Perspectives : Joséphine Bacon sait que nous savons

Née en 1947 à Pessamit, vivant à Montréal depuis 1968, Joséphine Bacon fut tour à tour traductrice, réalisatrice, productrice et enseignante. Elle est largement reconnue aujourd’hui comme poète héritière et porte-parole de la communauté innue. 

Dans son poème intitulé Je sais que tu sais, extrait du recueil Nous sommes tous des sauvages coécrit avec José Acquelin, publié en 2011 chez Mémoire d’encrier, elle prend la parole pacifiquement pour accuser les colonisateurs d’avoir infligé des sévices irréversibles au peuple innu en plus de l’avoir privé de ses territoires. Elle y témoigne du passé vécu sous le joug des colons pour ensuite lancer un avertissement qui sonne comme une leçon d’humanité et de spiritualité. 

Tu ne me regardes pas 

Tu ne me vois pas 

Tu ne m’entends pas 

Tu ne m’écoutes pas 

Tu ne me parles pas 

Joséphine Bacon écrit au présent comme pour dire d’emblée que l’oppression n’est pas finie et à la première personne, tutoyant directement l’oppresseur, lui permettant ainsi d’être sur un pied d’égalité avec lui. Anaphorisant et négativisant dès le début, elle regrette et constate l’aveuglement, l’ignorance et le désintérêt des colons pour les habitants de ce territoire convoité qu’est le Nutshimit. Par ce procédé double, l’autrice donne plus de crédibilité et de poids à ses propos accusateurs en pointant du doigt ces barbares voraces dépourvus de pitié. Aussi, Joséphine Bacon s’empare du champ de l’esclavage pour attester des privations vécues. 

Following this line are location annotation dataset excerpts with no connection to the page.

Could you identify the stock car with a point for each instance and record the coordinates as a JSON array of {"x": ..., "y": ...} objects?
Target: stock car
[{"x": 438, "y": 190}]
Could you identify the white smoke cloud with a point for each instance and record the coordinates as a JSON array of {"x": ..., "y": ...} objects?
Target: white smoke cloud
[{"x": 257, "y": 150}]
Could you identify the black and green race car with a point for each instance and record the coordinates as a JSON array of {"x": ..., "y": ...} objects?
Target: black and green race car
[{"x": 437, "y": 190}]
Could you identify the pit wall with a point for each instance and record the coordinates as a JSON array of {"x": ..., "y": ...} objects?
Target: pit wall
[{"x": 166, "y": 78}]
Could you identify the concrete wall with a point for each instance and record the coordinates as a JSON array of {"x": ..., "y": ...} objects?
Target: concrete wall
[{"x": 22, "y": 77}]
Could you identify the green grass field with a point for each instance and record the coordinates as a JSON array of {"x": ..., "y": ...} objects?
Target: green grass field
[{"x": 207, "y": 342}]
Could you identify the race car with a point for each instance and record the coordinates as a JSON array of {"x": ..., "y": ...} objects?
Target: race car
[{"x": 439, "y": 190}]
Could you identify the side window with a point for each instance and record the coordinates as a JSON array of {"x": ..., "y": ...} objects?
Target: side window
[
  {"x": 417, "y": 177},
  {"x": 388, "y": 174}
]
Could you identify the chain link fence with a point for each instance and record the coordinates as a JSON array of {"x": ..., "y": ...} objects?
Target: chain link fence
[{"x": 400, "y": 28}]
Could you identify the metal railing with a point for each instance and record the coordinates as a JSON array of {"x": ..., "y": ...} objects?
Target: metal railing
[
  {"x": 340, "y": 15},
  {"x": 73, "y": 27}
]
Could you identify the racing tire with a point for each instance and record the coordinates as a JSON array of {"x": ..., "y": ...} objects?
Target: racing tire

Tu es ici en conquérant de ma terre 

Tu m’emprisonnes dans ma terre 

Tu me prives de mon identité 

Tu me prives de mon territoire 

Tu m’enchaînes dans des réserves que tu as créées  

Tu veux être maître de mon esprit 

Au centre de son réquisitoire, comme une césure au milieu de son poème, elle va jusqu’à poser la seule question qui compte pour y apporter elle-même la réponse cinglante : 

Qui suis-je ? 

Tu ne me connais pas 

Pour enfoncer le clou de sa dénonciation, la poète n’hésite pas à lister les injures à consonnance francophone proférées contre les siens : 

Tu m’appelles :  

Montagnais 

Cri 

Tête de boule 

Algonquin 

Naskapi 

Abénaquis 

Micmac 

Huron 

Iroquois 

Sublimant subtilement la langue française, l’autrice brosse un portrait au vitriol du colonisateur et assène un coup de poing littéraire au phénomène d’oppression dont est victime la communauté innue et plus largement toutes les communautés autochtones. 

Tu ne sais pas mes légendes 

Tu ne connais pas mes histoires 

Pour Joséphine Bacon, la poésie n’est pas seulement un outil littéraire qui permet de témoigner et de dénoncer les sévices subis par les peuples nomades du Canada. C’est aussi une arme de construction massive et pacifique portée à l’attention de la communauté internationale afin d’espérer un avenir commun enfin libéré de tout type d’oppression et d’asservissement. 

N’attends  pas que je me fâche telle une tornade 

N’attends pas que je me libère de mes chaînes. 

Comme au temps de l’affaire Dreyfus et de la dénonciation de l’antisémitisme par Émile Zola en janvier 1898, l’œuvre poétique de Joséphine Bacon est le J’accuse des autochtones.